- Born: Jodhpur, Marwar
- Spouse: Maharana Pratap
- Issue: Chanda Singh Shekha Singh

Names
- Rani Phool Kanwar Rathore
- Dynasty: Rathore (by birth) Sisodia (by marriage)
- Father: Ramchandra Rathore
- Religion: Hinduism

= Phool Bai Rathore =

Fifth wife of Maharana Pratap

Phool Bai Rathore (lit. 'Flower'), also known as Rani Phool Bai, was the fifth wife of Maharana Pratap, the 13th Rana of the Kingdom of Mewar.
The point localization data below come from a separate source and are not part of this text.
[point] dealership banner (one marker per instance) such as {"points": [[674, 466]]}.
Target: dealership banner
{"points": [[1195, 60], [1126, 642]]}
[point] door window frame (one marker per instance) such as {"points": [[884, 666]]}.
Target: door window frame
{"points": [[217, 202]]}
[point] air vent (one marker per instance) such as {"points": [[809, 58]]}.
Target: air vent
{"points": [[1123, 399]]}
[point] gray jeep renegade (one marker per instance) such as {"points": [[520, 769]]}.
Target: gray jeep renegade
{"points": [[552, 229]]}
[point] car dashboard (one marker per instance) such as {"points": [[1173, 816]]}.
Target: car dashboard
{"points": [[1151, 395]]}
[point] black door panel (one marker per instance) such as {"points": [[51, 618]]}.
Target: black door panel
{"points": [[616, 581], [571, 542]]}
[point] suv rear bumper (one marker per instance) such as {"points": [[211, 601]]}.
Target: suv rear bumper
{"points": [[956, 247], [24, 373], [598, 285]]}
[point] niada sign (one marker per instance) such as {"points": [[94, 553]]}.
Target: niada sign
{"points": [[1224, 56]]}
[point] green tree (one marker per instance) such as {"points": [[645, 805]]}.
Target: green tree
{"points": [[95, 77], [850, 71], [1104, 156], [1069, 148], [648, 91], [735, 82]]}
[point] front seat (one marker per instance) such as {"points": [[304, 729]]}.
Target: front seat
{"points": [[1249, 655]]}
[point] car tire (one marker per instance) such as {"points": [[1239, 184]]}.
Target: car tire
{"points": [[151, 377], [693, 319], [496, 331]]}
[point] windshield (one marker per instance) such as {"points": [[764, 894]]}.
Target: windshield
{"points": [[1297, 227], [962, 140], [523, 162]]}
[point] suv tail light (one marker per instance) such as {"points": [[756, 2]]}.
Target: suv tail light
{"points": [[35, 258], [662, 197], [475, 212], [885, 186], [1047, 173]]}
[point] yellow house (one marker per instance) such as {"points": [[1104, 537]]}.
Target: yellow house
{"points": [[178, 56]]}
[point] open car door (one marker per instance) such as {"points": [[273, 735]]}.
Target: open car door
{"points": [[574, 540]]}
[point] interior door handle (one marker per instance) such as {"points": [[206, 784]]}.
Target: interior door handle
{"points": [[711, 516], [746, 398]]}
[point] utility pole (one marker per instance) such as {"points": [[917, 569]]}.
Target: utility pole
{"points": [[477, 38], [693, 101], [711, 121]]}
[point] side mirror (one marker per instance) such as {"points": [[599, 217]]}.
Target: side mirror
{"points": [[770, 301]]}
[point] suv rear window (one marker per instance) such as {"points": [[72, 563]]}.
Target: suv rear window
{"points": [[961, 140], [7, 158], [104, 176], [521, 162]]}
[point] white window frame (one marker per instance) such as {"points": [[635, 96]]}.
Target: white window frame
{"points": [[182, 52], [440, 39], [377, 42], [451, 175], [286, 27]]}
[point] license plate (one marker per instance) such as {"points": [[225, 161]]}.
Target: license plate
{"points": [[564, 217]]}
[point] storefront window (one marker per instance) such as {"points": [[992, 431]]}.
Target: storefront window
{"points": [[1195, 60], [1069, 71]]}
Phool Bai was the mother of Chanda Singh and Shekha Singh.

== Early life ==
Phool Bai was born into the Rathore family of Marwar. She was the granddaughter of Marwar's ruler Maldeo Rathore and the daughter of Ramchandra Rathore. She was also the niece of Chandrasen Rathore

== Marriage and children ==
Phool Bai was married to Maharana Pratap, as a result of a political alliance between Marwar and Mewar, and became his fifth wife. She gave birth to his two sons, Chanda Singh and Shekha Singh. Chanda was given the jagir of Anjana, Shekha was given the jagir of Bera and Nana.

== In popular culture ==
- In the 2015 series, Bharat Ka Veer Putra – Maharana Pratap, Phool Bai was portrayed by Jannat Zubair Rahmani and Heena Parmar.